It was a trap, all right, he thought as he threw himself desperately to the side. His hat flew off. The slug from the rifle whistled past his ear. The woman must have been well paid to let herself be beaten up like that. But she had played her role to the hilt and taken him in, sure enough, and he mentally cursed himself for believing her story.
He hit the ground and rolled. Bullets kicked up dirt around him. He came to a stop on his back and saw two men charging toward him, six-guns blazing. Frank triggered twice and saw one of the men driven backward by the bullets. The other man lunged aside, still triggering wildly. One of the slugs hit the ground beside Frank’s head and knocked grit into his eyes. Blinded momentarily, he scrambled toward a fallen tree he had noticed a second earlier and threw himself behind it, grateful for the cover.
With his free hand, he knuckled the dirt out of his eyes while bullets thudded into the trunk of the tree. He blinked until his vision cleared. That happened just in time, because a rustling to his right told him that somebody was trying to flank him. Since one of the would-be killers was still firing in front of him, that meant the man he had wounded a minute earlier wasn’t hit badly enough to knock him out of the fight.
Frank twisted toward the flanker and spotted him through the brush. The two of them fired at the same time, the sound of the shots blending into one. The bushwhacker’s bullet chewed splinters off the log beside Frank’s head. Frank’s slug found its target, ripping into the man’s belly. He stumbled out of his concealment, doubled over, and clutched at his bleeding midsection. He collapsed on the ground and kicked feebly a couple of times before growing still.
The other man took advantage of the distraction to rush Frank’s position. He burst out of the brush, leaped onto the log, and fired down at The Drifter at almost point-blank range. The sound of the shots was deafening as Frank rolled again. One of the bullets came close enough that he felt the heat of its passage against his cheek.
But none of the hastily fired shots found him, and when his Colt roared and bucked against his palm again, he was firing at close range too. The bullet caught the second gunman in the chest and flipped him backward off the log. He crashed down onto his back with his arms and legs outflung, and never moved after he hit the ground.
Frank pushed himself to his feet and carefully checked the two men, both of whom were dead. He hadn’t forgotten about the woman, but she wasn’t shooting at him anymore and he figured she had fled after opening the ball. He turned to pick up his hat, which had flown off his head when the shooting started, and froze for a second as he saw the woman lying motionless beside the trail, the Winchester near her where she had dropped it.
Bleak lines etched themselves in Frank’s face as he slowly picked up his hat and settled it on his head. He hadn’t fired any shots toward the woman, so he knew that a stray bullet from one of the other bushwhackers must have struck her. She had lied to him and tried to shoot him in the back, but despite that, he was more bothered by what had happened to her than he was by the fate of the two male bushwhackers. She was a woman, after all, and the same chivalrous moral code that was ingrained in most Western men was deeply rooted in him too. He didn’t like to see any woman get hurt, no matter what the circumstances.
It was possible she was still alive, so he strode quickly toward her, thumbing fresh cartridges into his Peacemaker as he did so. For a second, the possibility that she might be shamming crossed his mind, but then he saw the spreading bloodstain on her dress and knew that she was really hit. He holstered his gun and dropped to one knee beside her. Reaching out, he grasped her shoulders and rolled her gently onto her back.
He barely had time to see the little pocket pistol in her hand as she jerked it up toward him. Her face was twisted in lines of agony and hatred, and she gasped, “Bastard!” as she pulled the trigger.
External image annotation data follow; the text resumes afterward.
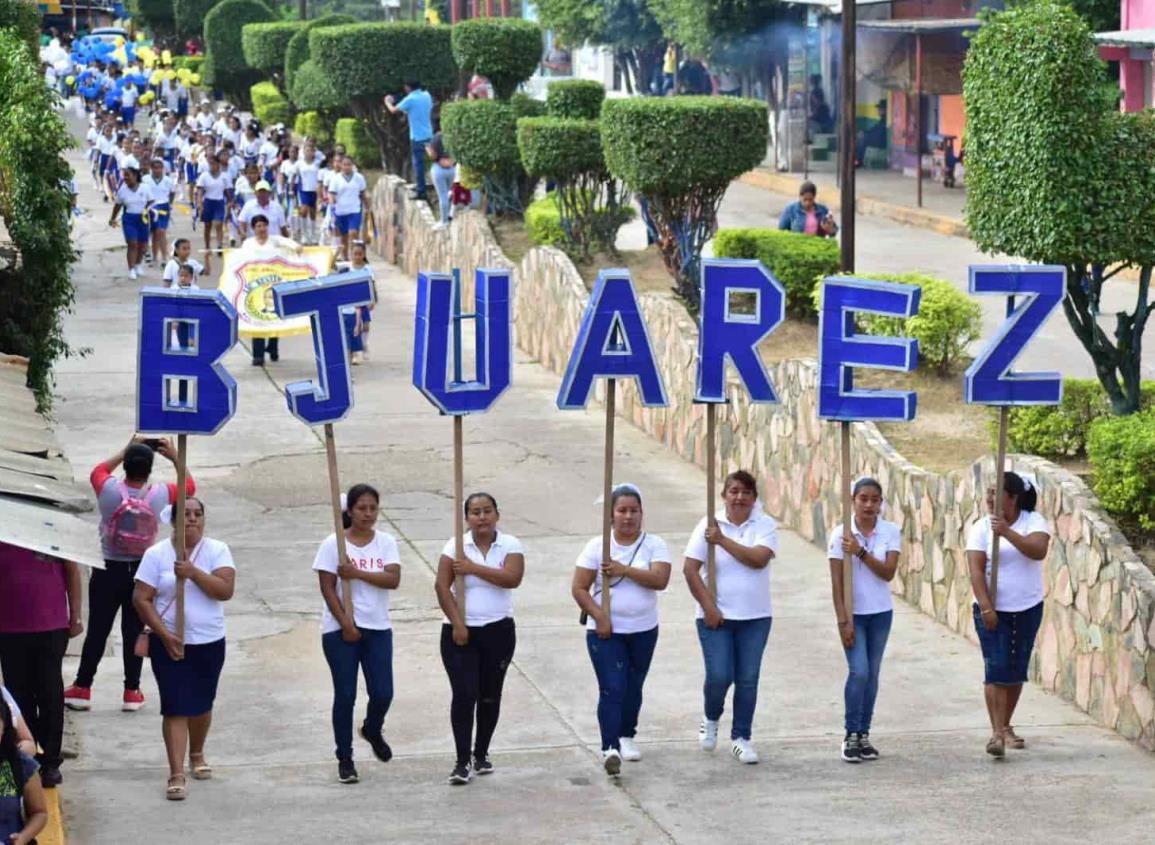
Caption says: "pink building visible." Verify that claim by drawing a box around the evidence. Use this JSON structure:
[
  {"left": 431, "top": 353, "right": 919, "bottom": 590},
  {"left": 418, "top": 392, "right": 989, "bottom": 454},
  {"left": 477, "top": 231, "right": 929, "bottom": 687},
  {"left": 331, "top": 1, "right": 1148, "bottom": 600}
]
[{"left": 1095, "top": 0, "right": 1155, "bottom": 112}]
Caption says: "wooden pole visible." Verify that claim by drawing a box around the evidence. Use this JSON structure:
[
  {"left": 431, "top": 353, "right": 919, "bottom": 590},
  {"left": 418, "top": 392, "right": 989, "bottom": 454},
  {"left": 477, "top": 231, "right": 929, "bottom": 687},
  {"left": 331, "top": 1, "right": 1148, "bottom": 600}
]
[
  {"left": 986, "top": 405, "right": 1011, "bottom": 610},
  {"left": 706, "top": 402, "right": 718, "bottom": 603},
  {"left": 173, "top": 434, "right": 188, "bottom": 643},
  {"left": 453, "top": 414, "right": 465, "bottom": 620},
  {"left": 602, "top": 379, "right": 617, "bottom": 616},
  {"left": 325, "top": 423, "right": 357, "bottom": 625},
  {"left": 840, "top": 420, "right": 855, "bottom": 622}
]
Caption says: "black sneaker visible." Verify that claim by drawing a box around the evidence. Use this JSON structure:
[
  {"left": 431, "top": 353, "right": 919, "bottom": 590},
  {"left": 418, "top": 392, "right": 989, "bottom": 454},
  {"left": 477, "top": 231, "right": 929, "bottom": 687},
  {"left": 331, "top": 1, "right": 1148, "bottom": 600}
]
[
  {"left": 842, "top": 733, "right": 862, "bottom": 763},
  {"left": 358, "top": 725, "right": 393, "bottom": 763},
  {"left": 449, "top": 763, "right": 474, "bottom": 786},
  {"left": 337, "top": 760, "right": 360, "bottom": 784}
]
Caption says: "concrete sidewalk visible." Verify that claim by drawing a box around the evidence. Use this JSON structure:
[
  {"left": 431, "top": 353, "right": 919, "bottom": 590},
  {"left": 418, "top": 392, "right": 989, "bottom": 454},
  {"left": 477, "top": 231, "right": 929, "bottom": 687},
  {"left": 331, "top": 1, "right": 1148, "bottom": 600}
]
[{"left": 49, "top": 135, "right": 1155, "bottom": 845}]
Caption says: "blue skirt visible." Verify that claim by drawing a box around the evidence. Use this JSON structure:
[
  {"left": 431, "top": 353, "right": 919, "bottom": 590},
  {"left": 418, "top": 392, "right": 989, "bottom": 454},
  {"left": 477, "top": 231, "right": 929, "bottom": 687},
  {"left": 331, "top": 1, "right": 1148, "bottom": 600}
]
[{"left": 148, "top": 634, "right": 224, "bottom": 716}]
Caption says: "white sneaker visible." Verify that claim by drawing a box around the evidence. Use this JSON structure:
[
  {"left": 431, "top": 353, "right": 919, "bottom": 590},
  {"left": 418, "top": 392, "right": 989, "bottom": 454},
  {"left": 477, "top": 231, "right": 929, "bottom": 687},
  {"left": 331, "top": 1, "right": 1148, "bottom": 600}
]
[
  {"left": 618, "top": 736, "right": 642, "bottom": 763},
  {"left": 602, "top": 748, "right": 621, "bottom": 778},
  {"left": 730, "top": 739, "right": 758, "bottom": 763},
  {"left": 698, "top": 719, "right": 718, "bottom": 751}
]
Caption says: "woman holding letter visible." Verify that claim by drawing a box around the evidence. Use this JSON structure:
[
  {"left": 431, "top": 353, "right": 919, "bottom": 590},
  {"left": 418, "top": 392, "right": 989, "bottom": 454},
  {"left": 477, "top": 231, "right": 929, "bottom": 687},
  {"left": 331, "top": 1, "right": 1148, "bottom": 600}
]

The world seemed to blow apart in Frank Morgan’s face.
He had no idea how much time had passed when he finally climbed up out of the red-streaked blackness that had claimed him. His head throbbed terribly, and when he forced his eyes open, he had a bad moment when he thought he was blind, because darkness was still all around him.
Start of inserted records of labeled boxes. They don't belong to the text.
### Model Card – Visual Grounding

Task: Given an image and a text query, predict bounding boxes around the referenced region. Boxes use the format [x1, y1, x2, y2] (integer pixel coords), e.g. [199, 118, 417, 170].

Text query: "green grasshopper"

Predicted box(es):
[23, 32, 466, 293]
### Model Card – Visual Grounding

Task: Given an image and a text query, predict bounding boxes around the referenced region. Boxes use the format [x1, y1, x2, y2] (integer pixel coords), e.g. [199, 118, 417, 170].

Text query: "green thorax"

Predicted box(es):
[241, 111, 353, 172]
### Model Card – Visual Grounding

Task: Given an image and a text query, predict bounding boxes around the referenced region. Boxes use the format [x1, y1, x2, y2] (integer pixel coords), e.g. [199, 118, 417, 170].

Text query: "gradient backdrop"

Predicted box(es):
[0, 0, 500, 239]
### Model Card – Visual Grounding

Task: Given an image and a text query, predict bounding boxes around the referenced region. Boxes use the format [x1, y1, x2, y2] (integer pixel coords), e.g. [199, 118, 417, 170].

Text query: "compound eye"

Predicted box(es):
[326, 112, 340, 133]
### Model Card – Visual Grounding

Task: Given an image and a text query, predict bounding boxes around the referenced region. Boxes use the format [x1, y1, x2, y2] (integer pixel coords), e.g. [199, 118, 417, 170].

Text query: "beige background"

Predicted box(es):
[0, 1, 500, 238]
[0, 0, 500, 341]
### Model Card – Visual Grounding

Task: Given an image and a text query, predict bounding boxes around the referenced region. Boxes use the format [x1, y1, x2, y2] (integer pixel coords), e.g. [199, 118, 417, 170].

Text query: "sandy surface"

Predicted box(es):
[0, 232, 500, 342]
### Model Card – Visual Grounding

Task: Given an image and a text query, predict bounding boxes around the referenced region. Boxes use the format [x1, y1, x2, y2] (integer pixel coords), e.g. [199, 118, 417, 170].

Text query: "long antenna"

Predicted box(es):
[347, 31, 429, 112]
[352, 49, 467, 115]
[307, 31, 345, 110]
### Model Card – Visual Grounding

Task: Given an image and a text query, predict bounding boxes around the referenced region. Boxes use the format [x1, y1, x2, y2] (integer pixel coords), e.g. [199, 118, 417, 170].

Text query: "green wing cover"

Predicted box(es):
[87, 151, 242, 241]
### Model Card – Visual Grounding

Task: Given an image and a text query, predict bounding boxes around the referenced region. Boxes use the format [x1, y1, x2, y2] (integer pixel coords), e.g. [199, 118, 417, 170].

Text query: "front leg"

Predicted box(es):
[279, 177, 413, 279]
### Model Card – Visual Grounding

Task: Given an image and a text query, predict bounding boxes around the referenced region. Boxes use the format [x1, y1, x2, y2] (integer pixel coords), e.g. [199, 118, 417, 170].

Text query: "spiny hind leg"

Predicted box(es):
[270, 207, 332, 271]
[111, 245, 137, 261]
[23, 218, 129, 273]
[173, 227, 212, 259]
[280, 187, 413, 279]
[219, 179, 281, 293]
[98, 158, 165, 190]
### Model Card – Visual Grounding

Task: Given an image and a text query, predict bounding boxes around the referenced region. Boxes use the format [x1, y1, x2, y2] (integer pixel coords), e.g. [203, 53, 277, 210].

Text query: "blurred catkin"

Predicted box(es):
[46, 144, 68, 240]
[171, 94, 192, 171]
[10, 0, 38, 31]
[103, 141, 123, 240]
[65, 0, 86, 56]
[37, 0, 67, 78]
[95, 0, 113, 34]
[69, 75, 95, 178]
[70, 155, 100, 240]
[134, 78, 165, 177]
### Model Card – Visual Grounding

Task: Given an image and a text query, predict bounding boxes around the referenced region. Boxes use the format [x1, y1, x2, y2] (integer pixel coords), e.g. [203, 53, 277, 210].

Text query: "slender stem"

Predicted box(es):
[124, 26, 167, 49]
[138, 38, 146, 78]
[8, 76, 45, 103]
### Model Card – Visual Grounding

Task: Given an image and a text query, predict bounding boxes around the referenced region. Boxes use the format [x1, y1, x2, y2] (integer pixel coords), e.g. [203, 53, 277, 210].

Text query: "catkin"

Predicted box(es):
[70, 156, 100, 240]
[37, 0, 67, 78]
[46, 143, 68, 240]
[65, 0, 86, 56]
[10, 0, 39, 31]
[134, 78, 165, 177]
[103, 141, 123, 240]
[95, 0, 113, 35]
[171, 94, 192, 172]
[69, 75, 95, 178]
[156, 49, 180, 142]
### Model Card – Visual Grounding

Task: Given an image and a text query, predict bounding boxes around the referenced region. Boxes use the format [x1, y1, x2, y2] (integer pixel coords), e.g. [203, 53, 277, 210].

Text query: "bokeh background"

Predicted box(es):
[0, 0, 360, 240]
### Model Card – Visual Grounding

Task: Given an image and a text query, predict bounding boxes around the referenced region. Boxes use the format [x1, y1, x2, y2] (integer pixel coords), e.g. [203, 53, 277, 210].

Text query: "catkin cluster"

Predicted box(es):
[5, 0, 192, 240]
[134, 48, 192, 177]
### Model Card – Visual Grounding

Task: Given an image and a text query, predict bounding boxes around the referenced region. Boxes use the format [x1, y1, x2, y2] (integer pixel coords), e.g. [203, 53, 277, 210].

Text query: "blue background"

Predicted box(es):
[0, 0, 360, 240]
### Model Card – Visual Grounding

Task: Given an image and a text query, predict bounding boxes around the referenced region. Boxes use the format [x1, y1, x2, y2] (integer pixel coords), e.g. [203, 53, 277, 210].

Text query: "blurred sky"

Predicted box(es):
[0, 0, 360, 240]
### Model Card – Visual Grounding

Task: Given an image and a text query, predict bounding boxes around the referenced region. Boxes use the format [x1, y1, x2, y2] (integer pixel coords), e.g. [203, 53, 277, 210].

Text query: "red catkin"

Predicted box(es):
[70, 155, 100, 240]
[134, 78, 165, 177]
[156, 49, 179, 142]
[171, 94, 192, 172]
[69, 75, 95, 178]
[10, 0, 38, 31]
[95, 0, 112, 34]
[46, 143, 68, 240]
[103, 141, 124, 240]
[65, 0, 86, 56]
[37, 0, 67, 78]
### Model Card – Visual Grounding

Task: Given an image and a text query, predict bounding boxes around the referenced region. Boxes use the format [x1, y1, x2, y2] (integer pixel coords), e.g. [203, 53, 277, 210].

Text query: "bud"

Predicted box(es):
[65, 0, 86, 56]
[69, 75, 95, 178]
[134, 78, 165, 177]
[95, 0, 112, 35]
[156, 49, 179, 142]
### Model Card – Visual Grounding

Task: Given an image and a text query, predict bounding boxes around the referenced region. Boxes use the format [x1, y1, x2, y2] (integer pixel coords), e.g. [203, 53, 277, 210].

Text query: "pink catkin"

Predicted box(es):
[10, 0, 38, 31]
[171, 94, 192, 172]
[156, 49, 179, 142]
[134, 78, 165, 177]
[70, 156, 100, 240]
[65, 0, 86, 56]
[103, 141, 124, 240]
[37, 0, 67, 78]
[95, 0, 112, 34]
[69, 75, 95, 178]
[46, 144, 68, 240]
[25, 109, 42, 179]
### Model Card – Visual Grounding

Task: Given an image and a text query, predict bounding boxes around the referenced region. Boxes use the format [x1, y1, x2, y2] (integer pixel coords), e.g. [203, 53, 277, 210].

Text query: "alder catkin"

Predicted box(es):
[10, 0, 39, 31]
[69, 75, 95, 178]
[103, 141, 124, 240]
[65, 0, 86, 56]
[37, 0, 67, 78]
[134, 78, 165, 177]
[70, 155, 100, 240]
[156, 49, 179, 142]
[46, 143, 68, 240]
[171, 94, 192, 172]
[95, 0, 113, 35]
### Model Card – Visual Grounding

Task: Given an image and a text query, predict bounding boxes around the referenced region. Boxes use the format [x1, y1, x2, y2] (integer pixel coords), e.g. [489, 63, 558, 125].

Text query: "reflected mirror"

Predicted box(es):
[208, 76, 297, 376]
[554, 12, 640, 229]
But then he saw some faint pinpricks of light and recognized them as stars. It was dark because night had fallen. He had been lying here unconscious beside the trail all afternoon.
Frank struggled to sit up. That made his head hurt even worse, and caused the world to spin crazily around him for a few seconds before it settled down again. The world hadn’t blown up after all.
He lifted a hand to his head and found the sticky gash on his right temple. The shot fired by the woman had grazed him there, knocking him out cold for hours. But while he was unconscious, why hadn’t she gone ahead and finished him off?
He saw the answer to that question as he looked around. The woman still lay beside him. He reached over and touched her cheek. It was cold and lifeless. The starlight was bright enough to reveal the large dark stain on her dress.
She really had been hit by a stray bullet and mortally wounded. The shot she had fired at him must have been her last act of defiance as life slipped away from her. Frank’s mouth tightened as he realized that he had been lying there next to her corpse for all this time. If not for luck, he would have been dead too. He picked up his hat, which was also lying on the ground, and saw the hole in the brim where the bullet that had grazed him had punched through the Stetson.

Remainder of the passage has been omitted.